12.03.2019 | 12:38 Uhr | René Resch

Boeing steht nach zwei Abstürzen unter Druck. Nach Kritik am Unternehmen wurden nun Software-Verbesserungen angekündigt.

Boeing steht nach zwei Abstürzen neuer Maschinen vom Typ 737 Max 8 innerhalb weniger Monate schwer in der Kritik. Nun reagiert der Hersteller und kündigt Verbesserungen an. Diese sollen sich auf die Erweiterung der Steuerungssoftware beziehen. Dazu soll Boeing in den vergangenen Monaten ein verbessertes Kontrollprogramm entwickelt haben, um „ein bereits sicheres Flugzeug noch sicherer zu machen“, teilte das Unternehmen mit.

Einen Bezug zu dem in Äthiopien abgestürzten 737-Max-Flugzeug stellte Boeing nicht her, sprach den Angehörigen der 157 Todesopfer jedoch seine Anteilnahme aus.

Die Überarbeitung der Software erfolgte laut Boeing bereits im Zuge des im Oktober in Indonesien abgestürzten Lion-Air-Flugs 610. In den nächsten Wochen sollen alle 737-Max-Flugzeuge das Software-Update installiert bekommen.

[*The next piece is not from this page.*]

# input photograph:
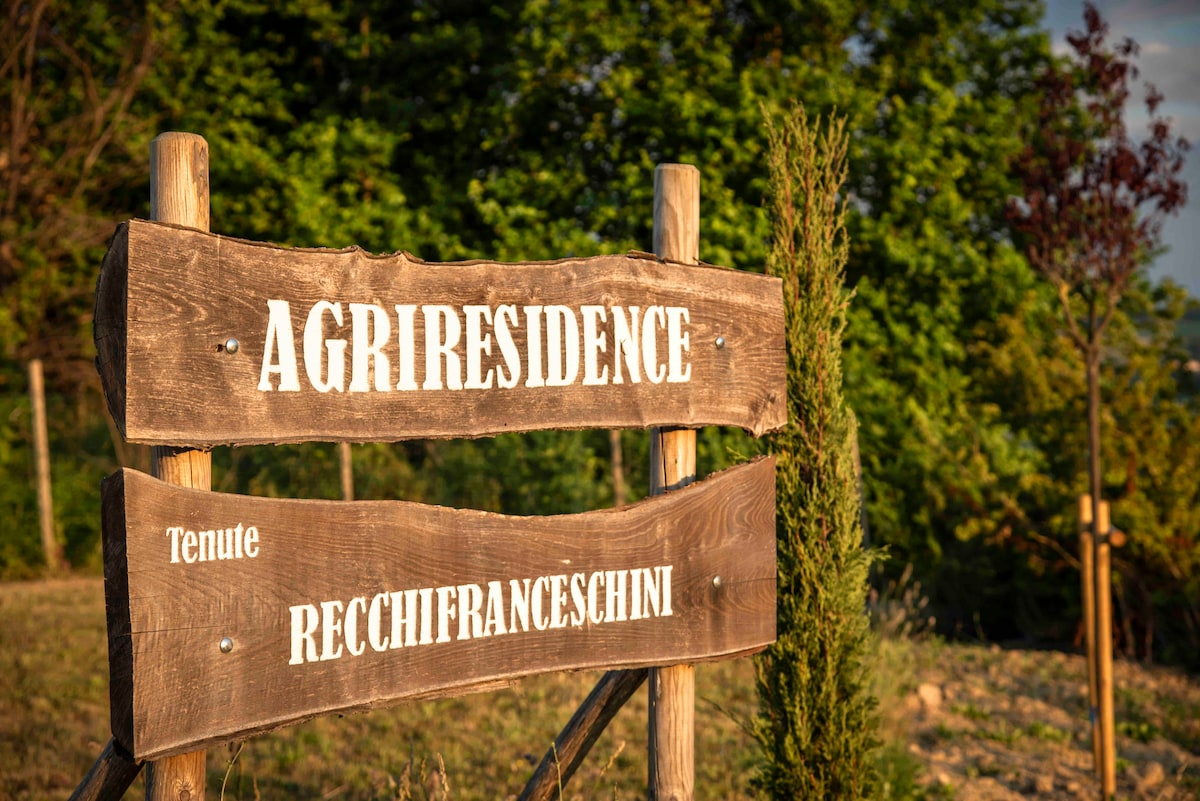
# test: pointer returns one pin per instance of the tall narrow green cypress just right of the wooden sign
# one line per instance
(817, 722)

Das Maneuvering Characteristics Augmentation System (MCAS) der Boeing-Maschinen war nach dem Absturz in die Kritik geraten. Bei dem Absturz verloren 189 Menschen ihr Leben. Unfallermittlern zufolge drückte der Bordcomputer die Nase der Maschine immer wieder nach unten, während die Crew versucht habe, sie nach oben zu steuern. Die US-Luftfahrtbehörde FAA verhängt vorerst kein Flugverbot für Boeings 737 Max 8, hatte jedoch mitgeteilt, dass der Hersteller die Erweiterung des Systems zur Flugkontrolle „nicht später als im April 2019“ abschließen werde.

Untersuchungen des jüngsten Absturzes haben nun erst begonnen. Noch liegen keine Daten vor, um letzte Schlüsse zu ziehen oder gar Sicherheits-Maßnahmen zu ergreifen. China, Indonesien und Äthiopiens Airline sowie einige andere Fluggesellschaften beschlossen jedoch bereits Startverbote für die Maschinen.